Any additional information on your notion to more food challenges, would be great. Both his skin and blood test agree with one another, except there are obviously things the blood test does not test for that came back on his skin. Do I try these foods at home myself (apples, oranges, beef — the ones that aren’t dangerous) one at a time to see if he has problems? Very interesting, thank you for sharing!
Thank you for your comments. I am glad we got the milk issue settled with the food challenge. Historically, we have been doing food challenges when the specific IgE for that food is below a critical level. This gives us a margin for safety. For some of the foods, these critical levels have not been established. In the past we have done these food challenges to see whether or not a child has outgrown a food allergy (IgE-mediated).
At the AAAAI meeting, we were introduced to a study (abstract) where a food challenge was performed to help sort out if the positve specific IgE was relevant. Sometimes panels of foods are done and results are positive yet the food was never suspected to bother the child. In some panels foods that the child was never exposed to are also done.
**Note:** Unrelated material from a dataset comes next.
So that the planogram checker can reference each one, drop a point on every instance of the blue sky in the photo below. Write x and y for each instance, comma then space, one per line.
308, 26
Today we had an infant who was specific IgE tested to shrimp, scallops, walnuts all because it was part of a panel offering by the laboratory. So when a test is done and there is no history of reactions, a food challenge helped open a door .
We also have to have a reaction to the food that is immediate- remember some reactions to foods are not always due to IgE. Diarrhea, pain, mucus can easily be due to a number of reasons.
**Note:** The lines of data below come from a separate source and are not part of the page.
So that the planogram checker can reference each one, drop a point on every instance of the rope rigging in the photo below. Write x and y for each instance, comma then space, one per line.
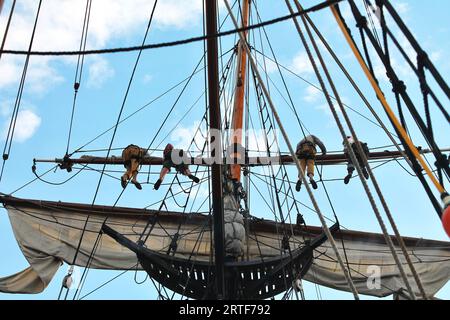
281, 198
395, 80
113, 136
15, 114
314, 8
285, 136
359, 168
408, 146
79, 68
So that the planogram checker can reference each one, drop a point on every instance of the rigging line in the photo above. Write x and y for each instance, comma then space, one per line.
173, 180
33, 180
115, 129
88, 267
356, 87
372, 23
314, 8
39, 177
12, 124
109, 281
416, 71
398, 85
325, 91
125, 98
407, 33
332, 97
79, 68
282, 168
371, 174
140, 109
285, 136
346, 142
174, 104
292, 105
402, 89
409, 148
5, 35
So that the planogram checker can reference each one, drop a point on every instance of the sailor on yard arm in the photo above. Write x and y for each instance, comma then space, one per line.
350, 165
132, 156
306, 153
169, 156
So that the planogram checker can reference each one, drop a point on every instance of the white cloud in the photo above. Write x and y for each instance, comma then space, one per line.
99, 72
60, 27
301, 63
27, 124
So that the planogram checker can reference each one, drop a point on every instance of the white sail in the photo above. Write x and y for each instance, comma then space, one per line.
48, 234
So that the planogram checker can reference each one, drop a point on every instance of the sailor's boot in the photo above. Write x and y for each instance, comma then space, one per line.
137, 184
298, 186
194, 178
123, 181
313, 183
365, 173
348, 176
157, 184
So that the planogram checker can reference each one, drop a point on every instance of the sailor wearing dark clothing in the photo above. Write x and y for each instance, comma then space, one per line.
350, 164
170, 154
306, 153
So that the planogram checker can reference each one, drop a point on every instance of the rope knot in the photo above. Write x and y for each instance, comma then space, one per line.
361, 22
398, 87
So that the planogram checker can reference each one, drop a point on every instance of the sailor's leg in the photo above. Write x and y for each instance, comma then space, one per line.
134, 172
350, 169
162, 175
125, 177
188, 173
310, 171
299, 181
The exciting work with peanut is still a research protocol. I do not know where it stands regarding FDA approval. We have a large number of children with peanut allergy and I would relish the opportunity to be a part of a large clinical trial.
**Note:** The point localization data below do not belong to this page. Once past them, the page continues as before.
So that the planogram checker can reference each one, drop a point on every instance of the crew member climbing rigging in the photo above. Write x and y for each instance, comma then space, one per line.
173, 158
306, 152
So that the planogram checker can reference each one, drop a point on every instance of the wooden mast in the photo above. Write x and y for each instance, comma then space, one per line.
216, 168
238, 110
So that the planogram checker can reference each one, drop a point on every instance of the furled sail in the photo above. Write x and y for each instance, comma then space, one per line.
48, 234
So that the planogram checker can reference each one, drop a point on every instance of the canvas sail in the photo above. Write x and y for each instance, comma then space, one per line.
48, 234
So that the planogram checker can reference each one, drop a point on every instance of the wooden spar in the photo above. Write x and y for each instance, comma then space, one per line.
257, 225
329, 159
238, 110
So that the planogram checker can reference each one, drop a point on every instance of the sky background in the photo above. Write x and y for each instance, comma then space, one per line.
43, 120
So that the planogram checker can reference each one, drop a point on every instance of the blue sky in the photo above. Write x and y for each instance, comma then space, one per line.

We retest about every year. We also are careful about the age of the child who undergoes a food challenge.
FEL
Thank you for your reply. Yes, it is hard to know when you get back the positives, when it is multiple foods, if it is all the foods. We obviously cut out all the foods and his skin is no longer bothering him and the stools are normal. This was after months of skin and stool problems (all other testing from the GI were normal). However, since so many things came back positive, I wish there were a way to know if it is indeed all the foods or just one (or two). We had months on end of the mucusy loose stools along with the eczema. After testing, we cut out the foods, and his skin and stools improved to being quite normal. Therefore, I really do believe that the food was causing his problems. I just wish I knew which ones exactly. Maybe it is indeed all of them, but it would be nice to find out for sure which ones so we have more choices to feed him. Is there any testing that can be done for this?
We would love to be part of the clinical trial–if you get to do one–for the peanut allergy. I realize a lot of information would have to be gathered and collected to see who would be able to participate. If anything does open up in your office, please let us all know.
Thank you for your reply. 🙂 I do enjoy reading your blog containing the food allergy posts.